In future work, it must be acknowledged that periods of quiescence can vary hugely, and this should be incorporated in future iterations of this work, through the mechanisms employed in Weir et al. (2022) to develop the eruption scenario suite. In tandem, the duration and timing of risk management interventions and of mitigation measure implementation should be carefully considered in partnership with stakeholders and users. Further facets of vulnerability could be included in the framework. Here, physical and systemic vulnerability were considered with regards to distributed infrastructure, but in the future, social and economic vulnerability could be incorporated. We also encourage the investigation of habitability following lifeline disruption due to volcanic activity, and how life-safety and wellbeing concerns (due to volcanic hazard and critical infrastructure disruption, respectively) will inform evacuations and emergency supply distribution.
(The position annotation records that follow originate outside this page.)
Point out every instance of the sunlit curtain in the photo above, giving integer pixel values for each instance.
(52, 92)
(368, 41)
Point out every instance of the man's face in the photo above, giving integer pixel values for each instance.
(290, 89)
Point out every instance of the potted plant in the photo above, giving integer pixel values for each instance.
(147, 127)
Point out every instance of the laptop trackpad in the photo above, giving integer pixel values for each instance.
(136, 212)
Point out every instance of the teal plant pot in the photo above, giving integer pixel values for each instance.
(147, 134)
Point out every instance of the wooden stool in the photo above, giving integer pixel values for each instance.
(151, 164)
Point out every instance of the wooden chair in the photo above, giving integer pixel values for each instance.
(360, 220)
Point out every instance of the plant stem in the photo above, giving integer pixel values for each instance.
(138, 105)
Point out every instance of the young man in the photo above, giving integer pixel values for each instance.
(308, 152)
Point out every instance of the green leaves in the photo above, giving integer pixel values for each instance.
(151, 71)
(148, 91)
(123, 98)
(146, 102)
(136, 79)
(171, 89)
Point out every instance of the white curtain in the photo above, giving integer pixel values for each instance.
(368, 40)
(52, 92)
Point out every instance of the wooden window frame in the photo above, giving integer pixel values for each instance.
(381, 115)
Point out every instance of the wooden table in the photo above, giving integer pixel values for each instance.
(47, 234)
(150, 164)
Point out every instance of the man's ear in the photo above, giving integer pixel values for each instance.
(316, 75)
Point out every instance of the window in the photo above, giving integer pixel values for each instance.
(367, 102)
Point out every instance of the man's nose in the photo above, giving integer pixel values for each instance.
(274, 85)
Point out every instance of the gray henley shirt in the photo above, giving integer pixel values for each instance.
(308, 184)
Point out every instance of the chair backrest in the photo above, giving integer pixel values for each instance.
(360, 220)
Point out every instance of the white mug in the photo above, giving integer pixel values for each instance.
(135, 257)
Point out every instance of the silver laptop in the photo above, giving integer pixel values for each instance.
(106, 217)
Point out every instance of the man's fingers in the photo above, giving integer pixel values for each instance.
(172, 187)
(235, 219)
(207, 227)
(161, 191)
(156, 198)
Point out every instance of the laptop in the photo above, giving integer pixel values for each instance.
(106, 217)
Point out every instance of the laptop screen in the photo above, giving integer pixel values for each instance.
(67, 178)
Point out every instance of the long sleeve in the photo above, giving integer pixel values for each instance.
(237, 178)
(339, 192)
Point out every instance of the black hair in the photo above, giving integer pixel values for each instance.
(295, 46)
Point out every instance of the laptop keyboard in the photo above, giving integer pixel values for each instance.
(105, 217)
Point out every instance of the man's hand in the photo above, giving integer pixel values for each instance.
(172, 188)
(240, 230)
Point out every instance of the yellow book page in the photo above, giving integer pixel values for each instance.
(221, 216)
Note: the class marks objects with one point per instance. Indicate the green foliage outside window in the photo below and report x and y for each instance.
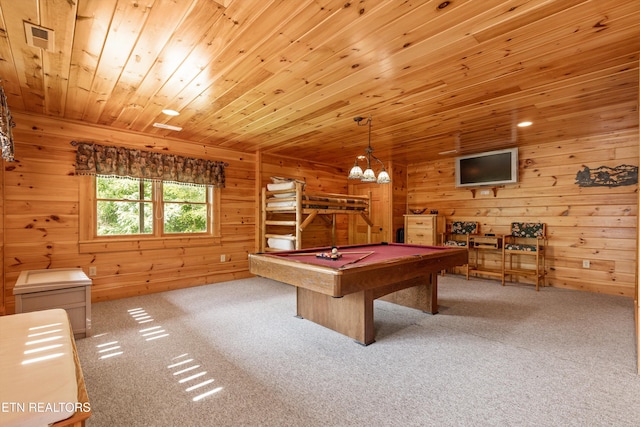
(125, 207)
(185, 208)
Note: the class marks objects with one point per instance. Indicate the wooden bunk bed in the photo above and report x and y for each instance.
(286, 206)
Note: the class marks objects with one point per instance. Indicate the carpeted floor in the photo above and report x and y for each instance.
(493, 356)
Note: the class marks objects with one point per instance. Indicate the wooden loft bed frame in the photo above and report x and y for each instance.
(301, 208)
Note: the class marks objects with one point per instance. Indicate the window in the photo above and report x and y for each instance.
(138, 207)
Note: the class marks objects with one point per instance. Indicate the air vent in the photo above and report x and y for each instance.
(165, 126)
(41, 37)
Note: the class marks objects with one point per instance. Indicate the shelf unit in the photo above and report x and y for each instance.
(478, 245)
(424, 229)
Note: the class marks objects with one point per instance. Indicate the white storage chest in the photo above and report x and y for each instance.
(67, 288)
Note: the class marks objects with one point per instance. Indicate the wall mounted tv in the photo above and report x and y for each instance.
(485, 169)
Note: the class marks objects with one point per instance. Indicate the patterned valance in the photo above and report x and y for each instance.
(94, 159)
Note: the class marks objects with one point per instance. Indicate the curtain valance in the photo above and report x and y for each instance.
(94, 159)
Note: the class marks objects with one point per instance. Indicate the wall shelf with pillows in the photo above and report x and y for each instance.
(287, 209)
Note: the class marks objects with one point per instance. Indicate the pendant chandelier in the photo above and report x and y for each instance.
(368, 175)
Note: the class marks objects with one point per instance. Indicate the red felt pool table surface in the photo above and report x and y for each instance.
(339, 293)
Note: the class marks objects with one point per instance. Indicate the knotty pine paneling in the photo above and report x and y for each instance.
(598, 224)
(41, 215)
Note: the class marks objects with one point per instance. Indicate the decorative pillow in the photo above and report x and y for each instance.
(520, 247)
(527, 229)
(464, 227)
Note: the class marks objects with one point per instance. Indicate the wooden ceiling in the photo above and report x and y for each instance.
(287, 77)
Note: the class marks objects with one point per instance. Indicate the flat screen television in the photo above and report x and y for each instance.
(490, 168)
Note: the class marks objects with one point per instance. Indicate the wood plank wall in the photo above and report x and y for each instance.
(41, 215)
(583, 223)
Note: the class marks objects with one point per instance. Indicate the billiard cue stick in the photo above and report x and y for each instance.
(328, 252)
(359, 259)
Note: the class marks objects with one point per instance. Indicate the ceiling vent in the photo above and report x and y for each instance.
(165, 126)
(41, 37)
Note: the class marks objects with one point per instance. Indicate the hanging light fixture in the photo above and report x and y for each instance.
(368, 175)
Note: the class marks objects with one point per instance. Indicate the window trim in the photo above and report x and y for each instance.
(90, 242)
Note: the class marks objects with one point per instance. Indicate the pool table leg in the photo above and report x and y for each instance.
(351, 315)
(420, 293)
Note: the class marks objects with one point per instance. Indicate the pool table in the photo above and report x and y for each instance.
(339, 293)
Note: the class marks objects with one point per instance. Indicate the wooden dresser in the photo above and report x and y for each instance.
(424, 229)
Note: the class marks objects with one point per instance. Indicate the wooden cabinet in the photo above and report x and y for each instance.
(424, 229)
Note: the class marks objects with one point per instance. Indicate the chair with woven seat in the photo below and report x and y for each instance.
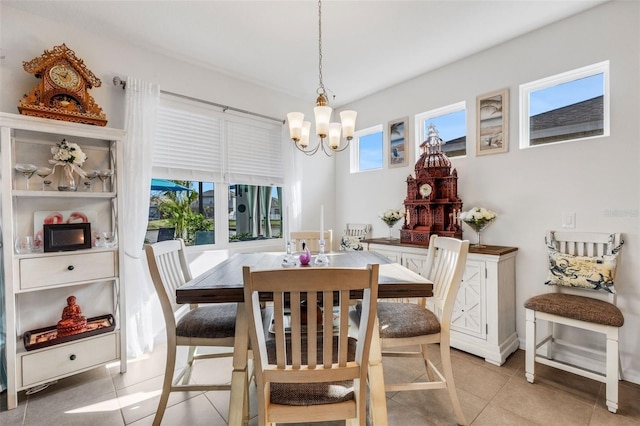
(192, 326)
(311, 239)
(354, 233)
(302, 374)
(428, 321)
(582, 268)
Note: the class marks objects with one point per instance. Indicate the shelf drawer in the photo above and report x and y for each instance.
(60, 361)
(54, 270)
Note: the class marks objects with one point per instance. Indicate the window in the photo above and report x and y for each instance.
(451, 124)
(182, 209)
(254, 212)
(366, 150)
(566, 107)
(232, 167)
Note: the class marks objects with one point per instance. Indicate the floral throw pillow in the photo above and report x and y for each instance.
(350, 243)
(596, 273)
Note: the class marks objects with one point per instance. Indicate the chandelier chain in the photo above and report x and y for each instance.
(321, 89)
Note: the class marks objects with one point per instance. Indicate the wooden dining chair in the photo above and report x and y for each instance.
(192, 326)
(311, 238)
(427, 322)
(581, 274)
(303, 373)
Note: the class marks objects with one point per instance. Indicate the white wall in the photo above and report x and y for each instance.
(529, 189)
(109, 57)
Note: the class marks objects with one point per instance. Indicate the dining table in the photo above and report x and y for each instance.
(223, 283)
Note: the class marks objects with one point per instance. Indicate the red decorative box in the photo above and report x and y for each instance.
(48, 336)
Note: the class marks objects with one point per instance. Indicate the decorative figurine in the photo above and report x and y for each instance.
(72, 321)
(305, 257)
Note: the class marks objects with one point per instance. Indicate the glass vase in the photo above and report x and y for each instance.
(67, 179)
(391, 225)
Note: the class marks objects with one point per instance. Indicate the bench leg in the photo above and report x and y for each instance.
(530, 345)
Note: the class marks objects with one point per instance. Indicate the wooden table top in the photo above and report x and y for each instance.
(223, 283)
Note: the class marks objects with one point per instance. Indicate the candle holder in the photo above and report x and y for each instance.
(321, 259)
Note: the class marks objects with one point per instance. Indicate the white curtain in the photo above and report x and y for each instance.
(141, 108)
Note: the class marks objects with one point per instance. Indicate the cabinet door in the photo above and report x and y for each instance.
(394, 256)
(469, 311)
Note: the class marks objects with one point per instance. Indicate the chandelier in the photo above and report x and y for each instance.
(329, 133)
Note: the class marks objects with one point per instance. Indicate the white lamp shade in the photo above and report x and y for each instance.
(295, 125)
(323, 116)
(334, 135)
(348, 119)
(304, 134)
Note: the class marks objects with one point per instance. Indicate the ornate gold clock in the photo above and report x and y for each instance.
(63, 91)
(432, 205)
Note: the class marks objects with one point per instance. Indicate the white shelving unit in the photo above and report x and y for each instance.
(484, 316)
(37, 284)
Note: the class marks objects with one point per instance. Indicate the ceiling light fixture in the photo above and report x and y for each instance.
(299, 129)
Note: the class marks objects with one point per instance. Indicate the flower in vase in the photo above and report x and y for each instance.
(391, 216)
(478, 218)
(68, 155)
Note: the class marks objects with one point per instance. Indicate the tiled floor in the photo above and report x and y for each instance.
(489, 395)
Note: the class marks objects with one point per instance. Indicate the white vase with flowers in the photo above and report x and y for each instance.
(70, 157)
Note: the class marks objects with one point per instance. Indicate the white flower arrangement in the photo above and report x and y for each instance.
(391, 216)
(478, 217)
(68, 154)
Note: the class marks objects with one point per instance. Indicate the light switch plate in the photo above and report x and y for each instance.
(569, 220)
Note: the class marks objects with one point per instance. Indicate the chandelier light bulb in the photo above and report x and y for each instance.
(348, 119)
(304, 134)
(334, 135)
(295, 125)
(323, 116)
(329, 141)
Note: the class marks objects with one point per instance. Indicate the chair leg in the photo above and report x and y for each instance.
(425, 356)
(166, 384)
(530, 345)
(187, 375)
(445, 354)
(612, 369)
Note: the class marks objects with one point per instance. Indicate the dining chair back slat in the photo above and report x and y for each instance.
(189, 326)
(309, 342)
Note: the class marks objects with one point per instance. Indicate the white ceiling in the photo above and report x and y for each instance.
(367, 45)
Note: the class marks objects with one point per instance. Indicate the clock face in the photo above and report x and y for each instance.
(425, 190)
(64, 76)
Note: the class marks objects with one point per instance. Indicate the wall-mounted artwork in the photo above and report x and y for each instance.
(398, 142)
(492, 126)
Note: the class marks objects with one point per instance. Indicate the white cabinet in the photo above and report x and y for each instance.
(484, 317)
(37, 283)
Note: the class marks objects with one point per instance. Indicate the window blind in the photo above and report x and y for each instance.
(194, 141)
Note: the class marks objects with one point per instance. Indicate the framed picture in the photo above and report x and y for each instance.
(492, 125)
(398, 142)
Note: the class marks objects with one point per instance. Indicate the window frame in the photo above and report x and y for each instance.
(421, 122)
(226, 172)
(355, 148)
(566, 77)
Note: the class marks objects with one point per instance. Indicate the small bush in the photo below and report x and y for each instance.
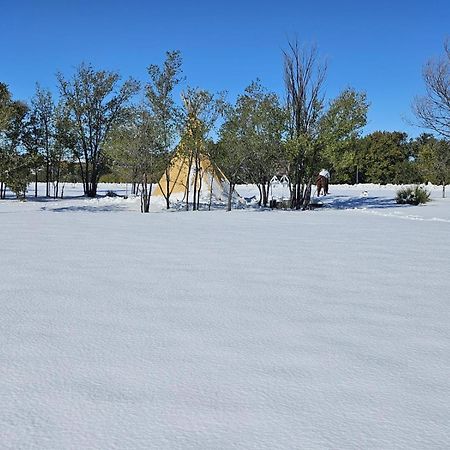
(416, 195)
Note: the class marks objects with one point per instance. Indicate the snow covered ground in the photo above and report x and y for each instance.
(212, 330)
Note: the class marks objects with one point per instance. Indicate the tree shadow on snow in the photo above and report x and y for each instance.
(345, 202)
(87, 208)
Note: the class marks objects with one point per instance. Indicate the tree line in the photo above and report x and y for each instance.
(99, 128)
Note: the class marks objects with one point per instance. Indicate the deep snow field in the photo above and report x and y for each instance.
(211, 330)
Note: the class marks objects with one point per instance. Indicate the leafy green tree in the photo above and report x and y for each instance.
(304, 76)
(434, 161)
(201, 110)
(95, 103)
(340, 130)
(385, 157)
(135, 146)
(232, 152)
(43, 124)
(15, 166)
(263, 123)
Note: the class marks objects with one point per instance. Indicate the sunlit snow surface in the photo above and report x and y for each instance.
(212, 330)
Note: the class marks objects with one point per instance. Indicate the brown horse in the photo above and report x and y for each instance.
(322, 184)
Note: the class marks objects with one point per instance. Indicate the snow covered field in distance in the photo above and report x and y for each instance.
(211, 330)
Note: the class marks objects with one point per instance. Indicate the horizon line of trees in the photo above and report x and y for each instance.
(96, 130)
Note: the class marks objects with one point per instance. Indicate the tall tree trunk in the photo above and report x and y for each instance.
(260, 194)
(188, 181)
(230, 195)
(168, 189)
(194, 205)
(210, 191)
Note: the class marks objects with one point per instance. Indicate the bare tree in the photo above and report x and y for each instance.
(304, 77)
(201, 110)
(433, 109)
(159, 95)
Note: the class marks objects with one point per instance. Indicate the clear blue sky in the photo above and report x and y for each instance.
(376, 46)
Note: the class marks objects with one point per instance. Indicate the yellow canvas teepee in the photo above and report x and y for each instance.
(211, 182)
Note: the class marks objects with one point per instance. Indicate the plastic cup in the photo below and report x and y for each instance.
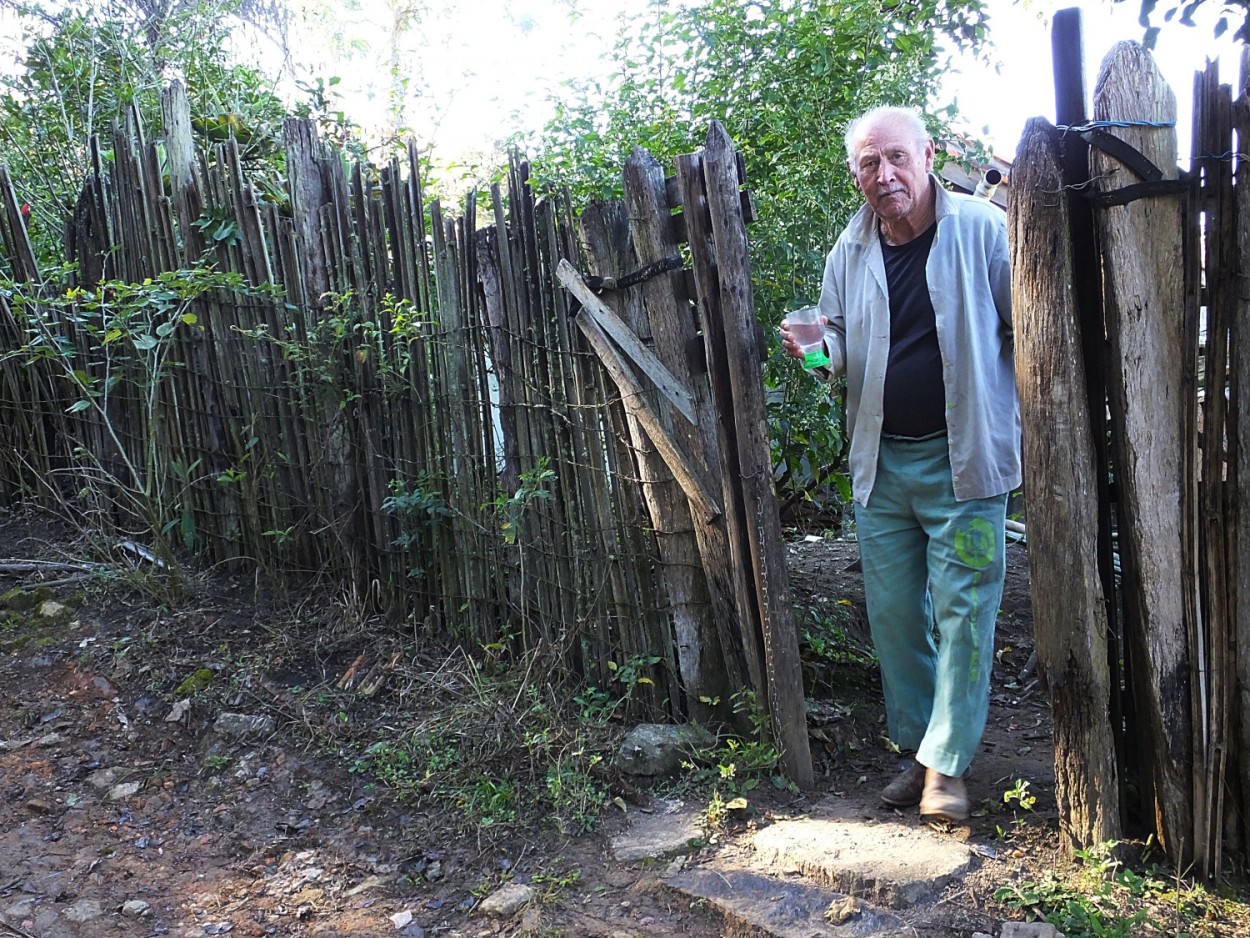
(809, 332)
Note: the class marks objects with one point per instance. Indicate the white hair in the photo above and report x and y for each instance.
(908, 116)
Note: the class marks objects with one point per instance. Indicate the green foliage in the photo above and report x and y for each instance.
(1105, 898)
(505, 753)
(1181, 11)
(86, 65)
(113, 349)
(729, 771)
(784, 79)
(511, 509)
(1020, 794)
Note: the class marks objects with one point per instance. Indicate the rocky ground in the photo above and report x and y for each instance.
(174, 766)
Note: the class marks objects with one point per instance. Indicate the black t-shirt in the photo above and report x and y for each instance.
(915, 395)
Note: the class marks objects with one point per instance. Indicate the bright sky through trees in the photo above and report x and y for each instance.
(998, 105)
(489, 66)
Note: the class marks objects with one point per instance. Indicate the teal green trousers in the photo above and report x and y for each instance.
(933, 579)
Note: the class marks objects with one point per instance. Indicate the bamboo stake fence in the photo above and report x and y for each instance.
(436, 412)
(1148, 669)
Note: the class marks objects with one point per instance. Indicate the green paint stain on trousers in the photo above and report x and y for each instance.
(933, 578)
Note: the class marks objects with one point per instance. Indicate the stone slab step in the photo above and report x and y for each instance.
(890, 863)
(754, 906)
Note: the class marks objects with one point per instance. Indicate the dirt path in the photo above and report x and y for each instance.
(124, 813)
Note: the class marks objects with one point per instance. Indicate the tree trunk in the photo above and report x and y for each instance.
(1151, 428)
(1070, 617)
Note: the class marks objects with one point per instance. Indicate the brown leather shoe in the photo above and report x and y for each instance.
(906, 787)
(944, 798)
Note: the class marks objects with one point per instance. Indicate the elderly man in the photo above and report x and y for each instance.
(916, 300)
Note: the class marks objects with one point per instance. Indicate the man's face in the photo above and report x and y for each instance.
(891, 169)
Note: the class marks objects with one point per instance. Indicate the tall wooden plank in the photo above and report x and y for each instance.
(771, 585)
(1239, 433)
(703, 252)
(1144, 310)
(1060, 475)
(1215, 654)
(710, 653)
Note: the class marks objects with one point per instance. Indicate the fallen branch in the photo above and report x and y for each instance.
(14, 929)
(45, 565)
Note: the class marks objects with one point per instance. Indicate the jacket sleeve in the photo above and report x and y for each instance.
(831, 307)
(1000, 269)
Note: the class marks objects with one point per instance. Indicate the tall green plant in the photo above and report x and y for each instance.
(784, 78)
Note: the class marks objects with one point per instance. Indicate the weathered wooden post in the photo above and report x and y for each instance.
(725, 297)
(1151, 429)
(1239, 429)
(1060, 475)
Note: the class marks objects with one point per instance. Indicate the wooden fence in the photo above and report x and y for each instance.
(1130, 288)
(413, 404)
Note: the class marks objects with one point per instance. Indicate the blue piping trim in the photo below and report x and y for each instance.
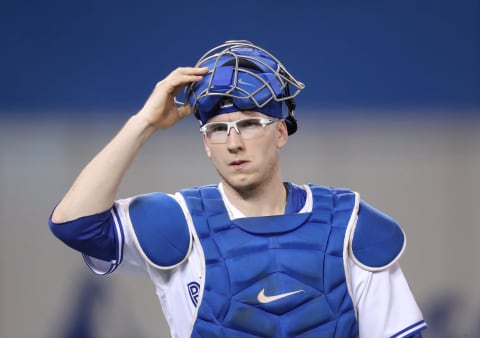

Further interdependencies could be considered as part of this work, such as fuel supply, supply chains, landline telecommunications, storm water and rail, port and airports. In particular, we suggest the more granular analysis of road network disruption, as road functionality is such as crucial component of emergency response.

7 Conclusions

The framework presented and applied in this study shows the benefit of longitudinal volcanic multi-hazard impact assessment. Volcanic eruptions can be, and often are, multi-phase, multi-hazard, complex events that necessitate a similarly multi-phase societal response. Allowing for risk management interventions between periods of volcanic activity allows more targeted, informed mitigation planning and meets the identified end-user need for impact-based metrics and tools when planning for disasters.

This study utilised the growing knowledge base surrounding co-production of disaster knowledge, spatio-temporal dependencies in volcanic systems, and infrastructure vulnerability to volcanic hazards to conduct a dynamic impact assessment for distributed infrastructure surrounding Taranaki Mounga. This study applied a suite of multi-phase volcanic multi-hazard eruption scenarios to estimate the direct and indirect impact of these scenarios for infrastructure. The dynamic, modular, flexible nature of these impact scenarios allows for investigation of the spatio-temporal linkages inherent in volcanic systems, and how they manifest in impacts to the built environment and surrounding communities.

The volcanic impact assessment outputs in this study could be paired with other tools to investigate the national-level disruption from Taranaki volcanism, which aligns well with Aotearoa New Zealand’s risk profile (Willis 2014). Of particular note is the independence and recovery model developed for national-scale critical infrastructure network disruption (Zorn 2017a, 2017b). The frameworks could feasibly include other dimensions of systemic risk besides cascading infrastructure failure. The could align well with the identified need for more targeted analysis of social, economic and environment aspects of vulnerability (Few et al. 2017; Hicks and Few 2015; Kappes et al. 2012). The feasibility of application of these frameworks to other geological hazards is unknown, but has the potential to offer great reward to practitioners that manage large risk profiles in an evolving hazard landscape.

For the Taranaki region, these tools provide a test bed for mitigation strategies. These hazard and impact scenarios should be viewed as demonstrative of the diversity of impacts expected from future activity at Taranaki Maunga, and as such, should be used to test and plan for the best response and resilience-building strategies. Costing of different risk management actions can and should be considered in order to make an evidence-based case for infrastructure investment.